Un étudiant a été expulsé du Cégep de Jonquière pour menaces de mort en août 2018. Un juge a refusé de le réintégrer.

Expulsé du cégep pour menaces de mort: un juge refuse de le réintégrer

Le juge Roger Banford de la Cour supérieure a refusé de réintégrer un élève expulsé du Cégep de Jonquière. Ce dernier avait proféré des menaces de mort à l’endroit de l’intervenante psychosociale, n’ayant pas digéré que lors d’un entretien pour évaluer son état psychologique, jugé « d’un niveau de dangerosité élevé », deux policiers étaient venus le cueillir pour l’amener à l’hôpital de Chicoutimi.

La décision a été rendue le 18 février dernier, mais les faits remontent au mois d’août 2018.

L’avocate de l’étudiant demandait l’annulation ou la révision de la décision prise par le Cégep de Jonquière, aux motifs d’irrégularités graves dans la procédure. En second lieu, elle demandait au tribunal d’émettre une ordonnance afin de le réintégrer dans son programme en éducation spécialisée.

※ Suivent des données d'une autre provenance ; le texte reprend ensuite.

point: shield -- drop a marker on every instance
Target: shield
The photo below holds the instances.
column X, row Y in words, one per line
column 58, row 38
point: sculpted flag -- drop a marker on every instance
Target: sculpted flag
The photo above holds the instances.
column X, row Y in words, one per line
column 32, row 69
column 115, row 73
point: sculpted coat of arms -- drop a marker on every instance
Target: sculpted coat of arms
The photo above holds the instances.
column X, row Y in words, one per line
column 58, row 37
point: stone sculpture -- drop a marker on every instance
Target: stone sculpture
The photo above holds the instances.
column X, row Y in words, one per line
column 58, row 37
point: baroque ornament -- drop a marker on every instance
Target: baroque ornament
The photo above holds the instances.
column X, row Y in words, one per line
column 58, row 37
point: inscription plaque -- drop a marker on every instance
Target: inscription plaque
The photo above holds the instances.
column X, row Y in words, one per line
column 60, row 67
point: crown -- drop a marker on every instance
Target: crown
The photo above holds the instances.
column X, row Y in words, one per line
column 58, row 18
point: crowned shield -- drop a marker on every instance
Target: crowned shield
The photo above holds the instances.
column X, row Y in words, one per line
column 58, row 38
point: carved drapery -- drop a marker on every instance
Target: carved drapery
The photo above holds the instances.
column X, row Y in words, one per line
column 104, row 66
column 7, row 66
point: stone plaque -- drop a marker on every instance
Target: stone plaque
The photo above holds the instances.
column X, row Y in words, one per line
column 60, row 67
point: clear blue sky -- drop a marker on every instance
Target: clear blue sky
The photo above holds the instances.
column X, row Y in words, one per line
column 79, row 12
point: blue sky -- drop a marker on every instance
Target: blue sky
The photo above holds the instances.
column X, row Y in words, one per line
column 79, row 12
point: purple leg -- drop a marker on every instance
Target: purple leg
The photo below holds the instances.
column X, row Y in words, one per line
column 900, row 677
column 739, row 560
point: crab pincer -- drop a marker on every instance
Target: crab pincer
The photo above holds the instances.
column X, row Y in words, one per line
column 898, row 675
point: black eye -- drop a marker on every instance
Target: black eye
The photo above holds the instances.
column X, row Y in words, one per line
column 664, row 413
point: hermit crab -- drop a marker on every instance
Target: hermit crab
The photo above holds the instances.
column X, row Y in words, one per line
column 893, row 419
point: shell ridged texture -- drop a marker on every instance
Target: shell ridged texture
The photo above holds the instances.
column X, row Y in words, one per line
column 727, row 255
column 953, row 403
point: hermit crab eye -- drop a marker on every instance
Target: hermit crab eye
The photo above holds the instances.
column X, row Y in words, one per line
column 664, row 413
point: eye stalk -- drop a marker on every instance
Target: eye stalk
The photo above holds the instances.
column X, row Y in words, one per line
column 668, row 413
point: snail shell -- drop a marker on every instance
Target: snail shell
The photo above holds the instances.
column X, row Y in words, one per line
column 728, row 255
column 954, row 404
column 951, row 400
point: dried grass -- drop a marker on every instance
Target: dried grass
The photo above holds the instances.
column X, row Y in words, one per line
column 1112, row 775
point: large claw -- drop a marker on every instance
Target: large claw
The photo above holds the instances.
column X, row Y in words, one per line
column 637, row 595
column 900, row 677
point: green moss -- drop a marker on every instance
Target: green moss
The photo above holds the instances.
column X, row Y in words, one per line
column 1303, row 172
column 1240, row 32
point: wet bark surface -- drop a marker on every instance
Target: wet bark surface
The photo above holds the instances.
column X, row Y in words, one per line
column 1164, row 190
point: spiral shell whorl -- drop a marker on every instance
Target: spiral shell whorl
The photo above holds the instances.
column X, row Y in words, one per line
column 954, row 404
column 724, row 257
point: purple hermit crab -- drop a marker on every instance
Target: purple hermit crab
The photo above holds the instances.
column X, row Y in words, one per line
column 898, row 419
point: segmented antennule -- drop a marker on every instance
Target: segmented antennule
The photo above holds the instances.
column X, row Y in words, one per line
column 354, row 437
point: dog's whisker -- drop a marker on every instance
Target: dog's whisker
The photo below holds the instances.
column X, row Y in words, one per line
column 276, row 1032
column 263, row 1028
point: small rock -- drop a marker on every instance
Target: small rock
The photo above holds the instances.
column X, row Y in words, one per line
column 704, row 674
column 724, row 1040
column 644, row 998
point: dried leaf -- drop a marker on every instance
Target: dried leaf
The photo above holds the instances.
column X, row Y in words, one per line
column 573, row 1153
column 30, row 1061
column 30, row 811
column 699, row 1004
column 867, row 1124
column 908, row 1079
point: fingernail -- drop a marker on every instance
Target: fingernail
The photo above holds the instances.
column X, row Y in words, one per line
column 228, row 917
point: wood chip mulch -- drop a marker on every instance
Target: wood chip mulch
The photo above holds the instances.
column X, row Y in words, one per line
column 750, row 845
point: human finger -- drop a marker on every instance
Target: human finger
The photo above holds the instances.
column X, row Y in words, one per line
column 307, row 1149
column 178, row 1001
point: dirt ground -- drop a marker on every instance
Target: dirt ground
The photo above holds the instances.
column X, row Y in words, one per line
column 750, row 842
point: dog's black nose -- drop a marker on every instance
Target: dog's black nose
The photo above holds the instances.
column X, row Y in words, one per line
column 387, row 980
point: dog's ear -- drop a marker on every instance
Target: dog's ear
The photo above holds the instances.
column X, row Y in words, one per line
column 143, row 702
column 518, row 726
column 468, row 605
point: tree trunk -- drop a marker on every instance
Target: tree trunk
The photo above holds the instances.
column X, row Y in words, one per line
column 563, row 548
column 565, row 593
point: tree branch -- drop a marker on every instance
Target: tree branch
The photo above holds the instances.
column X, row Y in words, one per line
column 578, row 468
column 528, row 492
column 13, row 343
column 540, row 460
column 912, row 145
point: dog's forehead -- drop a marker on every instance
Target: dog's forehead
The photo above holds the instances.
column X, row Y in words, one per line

En août 2017, l’étudiant avait été accepté au Cégep de Jonquière. Il avait par la suite accumulé huit échecs en quinze cours. L’automne dernier, il avait donc dû se soumettre à un « contrat d’engagement de réussite » pour pouvoir poursuivre son parcours à l’hiver 2019.

« Le 21 août 2017, l’intervenante psychosociale au Cégep recevait une confidence d’un proche de l’étudiant, lequel craignait pour la sécurité de ce dernier. Elle convoque puis rencontre le jour même le demandeur. Elle procède à une évaluation des risques et de l’état mental de l’étudiant. Il présentait un niveau de dangerosité élevé, en raison de son état de désorganisation et des propos qu’il tenait, dont certains pouvaient laisser croire qu’il pouvait être une menace pour son entourage. Elle estime alors qu’il doit faire l’objet d’une évaluation médicale en milieu hospitalier. Sous prétexte de rencontrer les autorités scolaires, elle suspend l’entrevue et demande à l’étudiant d’attendre son retour. Ce sont plutôt deux membres du corps policier qui reviennent le quérir et l’amènent à l’hôpital, où il sera remis entre les mains de médecins spécialistes », peut-on lire dans le jugement.

C’est une fois à l’hôpital qu’il profère à trois reprises des menaces de mort envers la travailleuse. Aussitôt informée, elle a signalé le tout au directeur des affaires étudiantes et communautaires, Dave McMullen.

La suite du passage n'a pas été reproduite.